The planet logged its third hottest year on record in 2025, extending an unprecedented streak of extreme heat with no relief expected in 2026, according to leading US researchers and EU climate monitors announced Wednesday.
2025 was the third hottest year ever recorded.

The planet logged its third hottest year on record in 2025, extending an unprecedented streak of extreme heat with no relief expected in 2026, according to leading US researchers and EU climate monitors announced Wednesday.

The last 11 years have now been the warmest ever recorded, with 2024 claiming the top spot and 2023 in second place, data from the EU’s Copernicus Climate Change Service and Berkeley Earth, a California-based non-profit research organization, revealed.

In a troubling milestone, global temperatures exceeded 1.5°C above pre-industrial levels for the first time when averaged over the past three years, Copernicus reported in its annual assessment.

“The warming spike observed from 2023-2025 has been extreme, and suggests an acceleration in the rate of the Earth’s warming,” Berkeley Earth stated in its separate analysis.

Paris agreement targets under threat

These findings cast a shadow over the landmark 2015 Paris Agreement, which commits nations worldwide to limiting warming to well below 2°C while pursuing efforts to cap it at 1.5°C – a threshold scientists consider crucial for avoiding catastrophic climate consequences.

UN Secretary-General Antonio Guterres warned in October that breaching the 1.5°C limit was “inevitable,” though he emphasized the world could minimise this overshoot period by rapidly reducing greenhouse gas emissions.

Copernicus projects the 1.5°C threshold “could be reached by the end of this decade – over a decade earlier than predicted.”

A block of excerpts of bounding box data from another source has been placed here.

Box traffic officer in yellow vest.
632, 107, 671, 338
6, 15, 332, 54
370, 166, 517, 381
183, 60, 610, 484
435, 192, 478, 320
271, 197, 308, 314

Global impact by the numbers

Temperatures in 2025 averaged 1.47°C above pre-industrial levels – just marginally cooler than 2023’s 1.47°C – following 2024’s record-breaking 1.6°C, according to EU climate data.

The human impact was staggering: approximately 770 million people experienced record-warm annual conditions in their regions, while no location on Earth recorded a record-cold annual average, Berkeley Earth reported.

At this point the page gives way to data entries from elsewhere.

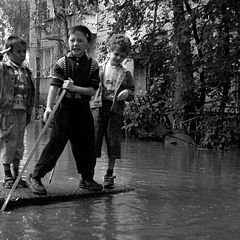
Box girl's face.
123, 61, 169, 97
110, 50, 127, 65
8, 43, 27, 66
68, 31, 88, 57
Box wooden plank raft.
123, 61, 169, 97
0, 179, 135, 210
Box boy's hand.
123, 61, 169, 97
117, 89, 129, 101
43, 108, 52, 122
63, 78, 75, 92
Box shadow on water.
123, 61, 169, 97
0, 125, 240, 240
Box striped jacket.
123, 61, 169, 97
0, 62, 35, 126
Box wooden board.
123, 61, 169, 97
0, 179, 135, 210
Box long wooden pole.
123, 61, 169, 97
1, 89, 66, 212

Both polar regions felt the heat intensely – Antarctica experienced its warmest year on record, while the Arctic logged its second-hottest year, Copernicus data showed.

An AFP analysis of Copernicus data revealed that Central Asia, the Sahel region, and northern Europe all experienced their hottest years on record in 2025.

No respite expected in 2026

Climate experts from both Berkeley Earth and Copernicus warned that 2026 offers little hope for cooling.

“If the warming El Niño weather phenomenon appears this year, this could make 2026 another record-breaking year,” Carlo Buontempo, director of the Copernicus Climate Change Service, told AFP.

Buontempo emphasised the relentless nature of the warming trend: “Temperatures are going up. So we are bound to see new records. Whether it will be 2026, 2027, 2028 doesn’t matter too much. The direction of travel is very, very clear.”

Berkeley Earth projects 2026 will likely mirror 2025’s extreme conditions, “with the most likely outcome being approximately the fourth-warmest year since 1850.”

Emissions fight falters

The alarming temperature data emerges amid stalling efforts to reduce greenhouse gas emissions—the primary driver of climate change – across developed nations.

US emissions climbed last year, ending a two-year decline streak as harsh winters and artificial intelligence expansion drove energy demand higher, the Rhodium Group think tank reported Tuesday.

Meanwhile, emission reduction efforts have slowed significantly in major European economies including Germany and France.

Adding to concerns about US climate policy, President Donald Trump announced plans to withdraw the United States – the world’s second-largest polluter after China – from the foundational UN climate treaty.

Scientists point to additional warming factors

“While greenhouse gas emissions remain the dominant driver of global warming, the magnitude of this recent spike suggests additional factors have amplified recent warming beyond what we would expect from greenhouse gases and natural variability alone,” explained Berkeley Earth chief scientist Robert Rohde.

The organisation highlighted how international maritime regulations requiring cleaner ship fuel since 2020 may have inadvertently contributed to warming. By reducing sulfur dioxide emissions, which create sunlight-reflecting aerosols, these environmental improvements may have removed a cooling effect on global temperatures.